En esto conocerán todos que sois mis discípulos (Juan 13, 35a BTX)
No, no nos proponemos con esta reflexión mencionar, ni mucho menos atacar o rebatir, a ningún movimiento religioso conocido que se haga llamar testigos de nada ni de nadie. Nuestro único deseo en este domingo es compartir con todos los lectores una inquietud que se nos ha planteado más de una vez a lo largo de nuestro ministerio y de nuestra vida cristiana.
Suele ser moneda corriente en medios evangélicos hablar del “testimonio”. Se supone que la vida de un cristiano es por definición una vida testimonial: estamos en el mundo para “dar testimonio”. Y cuántas veces no habremos oído (o dicho) cuando el comportamiento de algún miembro de iglesia nos ha parecido contrario a lo que entendemos que es una conducta correcta, aquello de “¡vaya mal testimonio!”. La pregunta va de por sí: ¿qué entendemos por “buen testimonio”? ¿De qué hemos de ser testigos?
Las palabras de Jesús contenidas en Juan 13 no dejan lugar a dudas. La segunda parte del versículo que encabeza nuestra reflexión es harto elocuente: si os tenéis amor unos a otros. Si os amáis unos a otros, como rezan otras versiones. Dicho de forma bien clara: Jesús entiende que la manera en que sus discípulos han de dar testimonio, es decir, sean conocidos como sus seguidores, es el amor mutuo. Curioso. Ni una palabra acerca de ortodoxia doctrinal, honorabilidad pública, honestidad o integridad moral reconocidas. Jesús no dice que nada de todo eso sea incorrecto, ¡cuidado! No forcemos los textos bíblicos. Lo que dice, y he aquí el gran problema, es que lo que realmente evidencia a un cristiano es el amor para con sus hermanos, aquellos que son sus condiscípulos.
¡Y tiene toda la razón, si lo pensamos bien! Porque rectitud doctrinal es algo que se exige en cualquier tipo de asociación humana que reconozca un ideario concreto, hasta en los partidos políticos. Honorabilidad pública, honestidad e integridad moral personales es lo mínimo a lo que cualquier ciudadano, sea creyente o no, debe aspirar. ¡Qué menos! Y Jesús no es un Señor de mínimos, sino de máximos.
Los Evangelios, y de forma muy especial el de Juan, nos tienen acostumbrados a ver cómo Jesús gustaba de lanzar desafíos imposibles, tanto a propios como a extraños. Recordemos ciertas sentencias suyas del estilo del sed perfectos, como vuestro Padre que está en los cielos es perfecto. O el litúrgico perdónanos nuestras deudas, así como nosotros (¿nosotros?) perdonamos a nuestros deudores. Por no mencionar el archiconocido el que esté libre de pecado, tire la piedra el primero, que aunque no aparezca en los mejores manuscritos griegos, tiene cierto peso en la tradición cristiana.

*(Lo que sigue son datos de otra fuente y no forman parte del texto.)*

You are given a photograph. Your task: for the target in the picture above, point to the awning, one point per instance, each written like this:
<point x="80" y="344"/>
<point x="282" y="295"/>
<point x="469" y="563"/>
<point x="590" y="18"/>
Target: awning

Jesús no pretendió deslumbrar a sus seguidores con falsas esperanzas de perfeccionamiento por medio de un camino ascético o una praxis de autocontrol mental, pongamos por caso. Jamás fue diciendo que sus discípulos fueran los mejores y que nadie los superaría en conocimiento o en virtud. Simplemente los desafió. Nos desafía también a todos aquellos que hoy nos llamamos cristianos a ser conscientes de nuestra realidad, a no engañarnos a nosotros mismos jugando a “supercreyentes” ni a “superespirituales”. Nos desafía a no pretender ser mejores que los demás, porque incluso entre quienes no creen se encuentran muchísimos que nos dan lecciones de ortodoxia y ortopraxis, de honestidad, honorabilidad e integridad.
No puedo en conciencia considerarme un buen cristiano, ni un ejemplo para otros. No puedo pretender señalar a nadie como “mal testimonio”, ni mucho menos considerarme a mí mismo un testigo auténtico de Cristo mientras no sea capaz de amar realmente a mi hermano, a mi condiscípulo, de la misma forma en que Jesús me ama a mí.